Le libéral Paul Janson, grand défenseur du suffrage universel. © DR

Le 20 mai 1891, le jour où on décida de toucher à la constitution Belge

Elle est née sur les braises encore chaudes d’une révolution. On la dit libérale et moderne. Et pourtant, elle n’est pas ouverte à toutes les folies. On ne l’approche qu’avec déférence. On ne la touche qu’en de rares circonstances. Et au terme de longs préliminaires. Mieux : bien qu’elle soit majeure depuis longtemps, ses deux parents doivent marquer leur commun accord sur la chose !

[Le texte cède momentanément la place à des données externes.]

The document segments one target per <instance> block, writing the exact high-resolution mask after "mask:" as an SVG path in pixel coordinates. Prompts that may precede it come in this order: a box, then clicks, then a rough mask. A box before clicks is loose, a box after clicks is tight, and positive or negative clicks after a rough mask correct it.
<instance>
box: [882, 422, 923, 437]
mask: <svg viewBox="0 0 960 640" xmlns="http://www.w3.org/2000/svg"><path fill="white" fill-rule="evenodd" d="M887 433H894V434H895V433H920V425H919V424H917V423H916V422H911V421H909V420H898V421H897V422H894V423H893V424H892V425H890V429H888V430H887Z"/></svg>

C’est en 1891 que la chose se produisit pour la première fois. Deux ans plus tard, déjà âgée de 62 ans, la Constitution belge fut officiellement déflorée.

En Belgique, le pouvoir appartient au peuple. Mais seuls les plus riches – ceux qui paient le cens – peuvent voter. Et seuls les hommes possèdent ce droit. Finalement, à peine 1 % de la population peut élire ses représentants. Conséquence ? Chaque voix vaut de l’or. Pas surprenant que dans la Belgique du xixe siècle, les campagnes électorales soient franchement violentes. Ni que le clientélisme et la corruption soient monnaie courante.

Peu discutable en 1831, le suffrage censitaire se voit de plus en plus contesté au fil du temps. L’histoire retient que ce sont les socialistes qui ont obtenu l’adaptation du droit de vote. Ce n’est pas faux. Mais un brin réducteur. Car des démocrates, il y en a dans tous les camps. Chez les libéraux, les luttes sont vives entre un Paul Janson, grand défenseur du suffrage universel, et Walthère Frère-Orban, qui doute totalement du sens politique des masses. Les mêmes clivages se retrouvent dans la famille  » catholique « . Tandis qu’Auguste Beernaert prône démocratisation et  » flamandisation « , son coreligionnaire Charles Woeste rejette toute avancée en ces domaines.

Pendant ce temps, les socialistes s’organisent. Ils fondent un parti en 1885. Mais ne disposant guère d’élus, c’est sur le terrain qu’ils se mobilisent. En septembre 1890, ils menacent : sans révision constitutionnelle, ils organiseront une grève générale. La réaction des autorités est vive : immédiatement, plusieurs détachements de miliciens sont rappelés sous les drapeaux. Et pourtant, dans la coulisse, on est bien conscient que la répression ne suffira pas. Le roi Léopold II ne s’est-il pas d’ailleurs renseigné sur la récente révision électorale intervenue aux Pays-Bas ?

Début 1891, des mouvements de grève spontanés éclatent un peu partout. Régulièrement, les forces de l’ordre interviennent. Souvent, on déplore des blessés. Emanant des socialistes, de l’intérieur des autres partis, et de la rue, la pression devient intenable. Le 20 mai, contraint mais unanime, le Parlement accepte l’idée de réviser la Constitution.

Victoire ? Pas si vite ! Deux années seront nécessaires avant que les députés s’accordent autour des modalités du nouveau vote. En 1893, le Parlement approuve le suffrage universel. Celui-ci est toutefois limité aux hommes et tempéré par un vote plural. En clair : tous les hommes ont une voix. Mais certains – essentiellement les plus diplômés et les plus riches – en ont deux ou trois. A plusieurs reprises, il faudra encore toucher à la  » Vieille Dame  » pour que le pouvoir soit également réparti entre les Belges.